Executor.map方法是使用future：返回值是一個迭代器，迭代器的__next__方法調用各個future的result方法，因此得到各個future的結果。

concurrent.futures.as_completed函數參數是一個列表，返回值是一個迭代器，在future運行結束后產出future。

為了理解future，使用as_completed函數，把較為抽象的executor.map調換成兩個for循環：一個用戶創建并排定future（使用summit方法），一個用于獲取future的結果。

示例，一窺神秘的future。

...其余代碼省略
def download_one(cc):
    image = get_flag(cc)
    show(cc)
    sava_flag(image, cc.lower() + ".gif")
    return cc
def download_many(cc_list):
    cc_list = cc_list[:5]  # 這次演示5個國家
    future_list = []
    with futures.ThreadPoolExecutor(max_workers=3) as executor:  # 線程池為3，便于觀察
        for cc in sorted(cc_list):
            future = executor.submit(download_one, cc)  # submit方法排定可調用對象的執行時間，然后返回一個future，表示待執行操作
            future_list.append(future)
            print("{}: {}".format(cc, future))
        res = []
        for future in futures.as_completed(future_list):  # as_completed函數在future都執行完畢后，返回future
            result = future.result()  # 獲取future結果
            print('{} result: {!r}'.format(future, result))
            res.append(result)

打印
BR: <Future at 0x3af2870 state=running>
CN: <Future at 0x3af2c90 state=running>
ID: <Future at 0x3af2ff0 state=running>
IN: <Future at 0x3aff3b0 state=pending>
US: <Future at 0x3aff410 state=pending>
CN <Future at 0x3af2c90 state=finished returned str> result: 'CN'
ID <Future at 0x3af2ff0 state=finished returned str> result: 'ID'
BR <Future at 0x3af2870 state=finished returned str> result: 'BR'
IN <Future at 0x3aff3b0 state=finished returned str> result: 'IN'
US <Future at 0x3aff410 state=finished returned str> result: 'US'

知識點：

summit方法把一個可執行對象（函數），變為一個future對象，并且記錄了執行時間，表示待執行打操作。
futures.as_completed在所有的future執行完畢后，產出future對象。

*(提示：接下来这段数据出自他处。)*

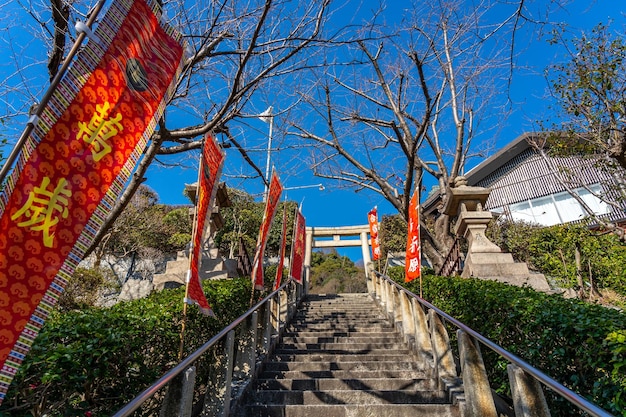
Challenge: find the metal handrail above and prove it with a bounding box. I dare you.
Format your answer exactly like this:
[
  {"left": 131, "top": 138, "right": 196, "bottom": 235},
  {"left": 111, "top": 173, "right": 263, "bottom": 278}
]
[
  {"left": 112, "top": 278, "right": 292, "bottom": 417},
  {"left": 374, "top": 271, "right": 614, "bottom": 417},
  {"left": 437, "top": 236, "right": 461, "bottom": 277}
]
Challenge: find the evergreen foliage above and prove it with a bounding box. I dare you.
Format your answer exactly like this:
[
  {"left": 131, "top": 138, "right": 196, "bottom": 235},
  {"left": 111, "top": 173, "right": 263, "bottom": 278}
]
[
  {"left": 390, "top": 268, "right": 626, "bottom": 416},
  {"left": 309, "top": 249, "right": 367, "bottom": 293},
  {"left": 489, "top": 218, "right": 626, "bottom": 296},
  {"left": 0, "top": 278, "right": 250, "bottom": 417}
]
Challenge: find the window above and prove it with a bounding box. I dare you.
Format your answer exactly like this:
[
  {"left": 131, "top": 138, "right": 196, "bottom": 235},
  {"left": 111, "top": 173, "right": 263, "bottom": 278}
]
[{"left": 509, "top": 184, "right": 611, "bottom": 226}]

而后可以使用future.result()獲取結果
直接打印future對象（調用future的repr()方法），會顯示future的狀態，例如running、pending（等待）、finished

GIL和阻塞型I/O

嚴格來說，上面實現的多線程并發腳本都不能實現并行下載。

使用concurrent.futures庫實現的示例，都會受到GIL（Global Interpreter Lock，全局解釋器鎖）的限制，腳本只能在單個線程中執行。

CPython解釋器本身就不是線程安全的，因此會有全局解釋器鎖GIL，一次只允許使用一個線程執行Python字節碼。

因此一個Python進程通常不能同時使用多個CPU核心。（在Jython和IronPython中沒有此限制，目前最快的PyPy解釋器也存在GIL） IronPython是.net實現的

Python代碼無法控制GIL，然而，標準庫中所以執行阻塞型IO操作的函數，在等待操作系統返回結果時都會釋放GIL。這意味著在Python語言這個層次上可以使用多線程，而IO密集型操作能從中受益：一個Python線程等待網絡響應時，阻塞型IO函數會釋放GIL，再運行一個線程。比如time.sleep()函數也會釋放GIL。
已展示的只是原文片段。